Alors que la campagne pour les élections américaines 2024 s'achève ce mardi 5 novembre 2024, Charly Triballeau, photographe pour l'AFP passé par la Normandie, raconte son quotidien et sa vision de la couverture de cet évènement historique. Entre frénésie et fracture de la société américaine.
Charly Triballeau le reconnaît volontiers, ces élections américaines n'ont rien à voir avec ce qu'il a pu connaître il y a quelques années en Normandie, ni même en France. "J'ai commencé à travailler en Normandie pour l'AFP en 2012, plus précisément à Caen.
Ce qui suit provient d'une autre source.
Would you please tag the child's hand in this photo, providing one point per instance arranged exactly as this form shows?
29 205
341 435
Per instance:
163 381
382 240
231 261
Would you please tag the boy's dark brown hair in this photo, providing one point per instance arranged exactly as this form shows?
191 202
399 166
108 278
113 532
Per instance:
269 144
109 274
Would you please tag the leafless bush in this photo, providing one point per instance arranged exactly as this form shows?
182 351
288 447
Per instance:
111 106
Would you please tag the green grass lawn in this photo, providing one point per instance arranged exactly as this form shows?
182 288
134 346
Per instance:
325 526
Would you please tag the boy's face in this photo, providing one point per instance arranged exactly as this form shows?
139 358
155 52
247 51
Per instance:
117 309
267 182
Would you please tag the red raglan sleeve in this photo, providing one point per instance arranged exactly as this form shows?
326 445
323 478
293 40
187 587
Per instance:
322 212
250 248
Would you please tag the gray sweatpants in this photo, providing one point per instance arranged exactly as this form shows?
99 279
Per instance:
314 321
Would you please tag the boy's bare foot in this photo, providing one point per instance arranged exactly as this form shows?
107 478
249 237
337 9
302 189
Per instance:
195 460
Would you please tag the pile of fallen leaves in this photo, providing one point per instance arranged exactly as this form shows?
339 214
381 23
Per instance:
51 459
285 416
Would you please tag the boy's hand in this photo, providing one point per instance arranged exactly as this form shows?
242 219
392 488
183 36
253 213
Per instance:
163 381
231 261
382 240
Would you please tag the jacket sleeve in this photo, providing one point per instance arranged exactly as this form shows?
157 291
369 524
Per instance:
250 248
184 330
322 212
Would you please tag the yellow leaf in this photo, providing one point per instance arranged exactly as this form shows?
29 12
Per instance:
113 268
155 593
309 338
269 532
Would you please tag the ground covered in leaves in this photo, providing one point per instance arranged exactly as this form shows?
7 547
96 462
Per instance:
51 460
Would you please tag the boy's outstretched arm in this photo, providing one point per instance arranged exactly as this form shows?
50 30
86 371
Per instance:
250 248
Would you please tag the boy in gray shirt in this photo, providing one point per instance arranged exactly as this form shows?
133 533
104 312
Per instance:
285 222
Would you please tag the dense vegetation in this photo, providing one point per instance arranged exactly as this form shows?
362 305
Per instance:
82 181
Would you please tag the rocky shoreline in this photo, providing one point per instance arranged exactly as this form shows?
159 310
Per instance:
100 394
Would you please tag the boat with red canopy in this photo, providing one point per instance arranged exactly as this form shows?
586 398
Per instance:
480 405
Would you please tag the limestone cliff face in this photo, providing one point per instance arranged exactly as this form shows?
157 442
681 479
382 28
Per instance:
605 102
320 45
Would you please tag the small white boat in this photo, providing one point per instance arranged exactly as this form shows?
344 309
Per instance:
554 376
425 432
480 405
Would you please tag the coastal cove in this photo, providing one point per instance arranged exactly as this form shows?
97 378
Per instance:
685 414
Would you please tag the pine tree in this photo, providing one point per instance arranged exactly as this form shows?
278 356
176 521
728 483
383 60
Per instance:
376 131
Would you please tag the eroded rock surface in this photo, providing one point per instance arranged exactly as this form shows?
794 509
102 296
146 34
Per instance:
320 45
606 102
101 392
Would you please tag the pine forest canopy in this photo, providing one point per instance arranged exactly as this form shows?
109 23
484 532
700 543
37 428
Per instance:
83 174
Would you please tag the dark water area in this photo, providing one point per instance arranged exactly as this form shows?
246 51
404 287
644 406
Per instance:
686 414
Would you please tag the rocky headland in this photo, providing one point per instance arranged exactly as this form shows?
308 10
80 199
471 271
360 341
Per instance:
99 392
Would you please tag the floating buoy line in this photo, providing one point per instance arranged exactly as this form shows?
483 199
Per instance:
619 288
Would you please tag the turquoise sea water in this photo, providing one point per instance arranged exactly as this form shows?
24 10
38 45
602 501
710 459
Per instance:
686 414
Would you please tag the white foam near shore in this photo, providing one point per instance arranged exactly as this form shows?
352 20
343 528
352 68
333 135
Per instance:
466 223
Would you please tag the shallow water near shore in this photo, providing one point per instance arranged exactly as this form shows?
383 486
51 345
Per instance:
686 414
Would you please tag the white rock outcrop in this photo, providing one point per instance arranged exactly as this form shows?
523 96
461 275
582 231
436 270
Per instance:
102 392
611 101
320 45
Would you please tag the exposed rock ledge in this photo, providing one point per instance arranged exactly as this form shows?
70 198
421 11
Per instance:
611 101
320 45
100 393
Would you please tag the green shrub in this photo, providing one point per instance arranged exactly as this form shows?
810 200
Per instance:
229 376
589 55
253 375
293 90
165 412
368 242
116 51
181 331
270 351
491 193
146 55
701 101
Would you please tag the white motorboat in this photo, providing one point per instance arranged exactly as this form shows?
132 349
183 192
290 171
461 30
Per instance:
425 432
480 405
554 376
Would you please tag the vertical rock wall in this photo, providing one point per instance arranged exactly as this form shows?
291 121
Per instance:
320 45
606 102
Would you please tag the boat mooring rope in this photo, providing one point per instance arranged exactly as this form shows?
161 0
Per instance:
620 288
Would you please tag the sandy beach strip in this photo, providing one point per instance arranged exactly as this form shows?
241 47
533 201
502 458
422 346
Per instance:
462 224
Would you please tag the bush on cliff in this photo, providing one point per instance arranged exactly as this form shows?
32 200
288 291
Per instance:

J'y suis resté sept ans et ça m'est arrivé de couvrir plusieurs élections, mais ce que j'ai vécu est incomparable avec ce qu'il se passe actuellement aux Etats-Unis" confie le photographe.
Originaire de Nantes, Charly Triballeau a commencé sa carrière de photographe comme pigiste pour l'AFP en Normandie avant de rejoindre l'antenne japonaise de l'agence à Tokyo en 2019. Pourtant, même la campagne présidentielle de 2021 dans l'archipel ne pourrait ressembler à ce qu'il connaît depuis qu'il est arrivé à New York il y a un an.
Une campagne frénétique
Depuis un mois, Charly Triballeau sillonne les Etats-Unis pour suivre à la trace les deux candidats que tout oppose. "J'ai couvert plus d'une dizaine de meetings de Donald Trump et Kamala Harris, ce sont de vrais shows. À chaque fois il y a une ambiance bouillante dans les stades, les gens s'installent, pop-corn à la main, et viennent acclamer un orateur qui continue à exalter la foule tout au long de son discours. Ce sont des spectacles à part entière, on ne voit pas ça en France", raconte le photographe.
Sur la route entre Pittsburgh (Pennsylvanie) où le candidat républicain a donné son dernier meeting et Washington, où Kamala Harris s'apprête à passer la nuit dans l'attente des premiers résultats, Charly Triballeau revient sur ces dernières semaines d'une campagne frénétique.
"Suivre les deux candidats demande d'être très flexible parce que tout peut changer à la dernière minute. L'autre jour j'étais à bord du Air Force Two qui transporte Kamala Harris et nous venions de quitter Charlotte où elle avait fait un meeting. Alors que nous devions atterrir à Détroit un peu plus tard, changement de programme quelques minutes après le décollage : nous allions finalement nous poser à New York, la démocrate avait décidé de participer à l'émission Saturday Night Live" , rapporte Charly Triballeau, amusé.
Des bouleversements de calendrier constants qui nécessite une grande capacité d'organisation et d'anticipation, notamment lorsque les équipes de campagne des candidats restreignent l'accès aux meetings. "Sans que l'on sache trop pourquoi, Donald Trump a décidé de compliquer la tâche à l'AFP en rendant difficile notre accès à ses rassemblements. Se faire accréditer demande une énergie folle et il ne peut y avoir qu'un photographe AFP alors que pour Kamala Harris, on peut être deux et les choses sont plus simples."
Cette cadence effrénée se ressent jusque dans le nombre de photographes mobilisés par l'agence : sur les quatre derniers meetings de la vice-présidente, deux envoyés de l'AFP étaient mobilisés à chaque fois, soit huit personnes en une seule journée.
"C'est une campagne monstrueuse en termes de logistique et d'organisation. Tout est plus grand et tout prend plus de temps", décrit le photographe.
Une société polarisée
Charly Triballeau retiendra de cette campagne la fracture flagrante qui divise les Americains. "La société est déchirée en deux camps, des gens s'insultent dans la rue et en vont même jusqu'à se frapper. Cette violence se ressent même jusque dans les débats, on ne discute plus mais on s'affronte."
Un climat sous tensions que le photographe a ressenti plusieurs fois lors de meetings.
Il suffit de regarder un meeting de Donald Trump pour comprendre pourquoi il y a autant d'agressivité et de méfiance. Un jour, le candidat a pointé du doigt en plein discours l'espace où je me tenais avec d'autres médias et il a commencé à nous insulter. Immédiatement, tout le stade s'est retourné vers nous et nous a hués. C'était impressionnant, mais à force de le suivre, on finit par s'y habituer.
Charly Triballeau, photographe à l'AFP
Une ambiance générale qui pourrait se résumer pour le photographe avec l'image de l'ancien président échappant de justesse à une tentative d'assassinat lors d'un rassemblement en Pennsylvanie le 13 juillet dernier.
"Les prochains jours risquent d'être explosifs et à l'AFP, on s'attend à tout. Je crains que les jours de dépouillement qui arrivent ne fassent qu'attiser le climat de poudrière qui règne actuellement", confie-t-il.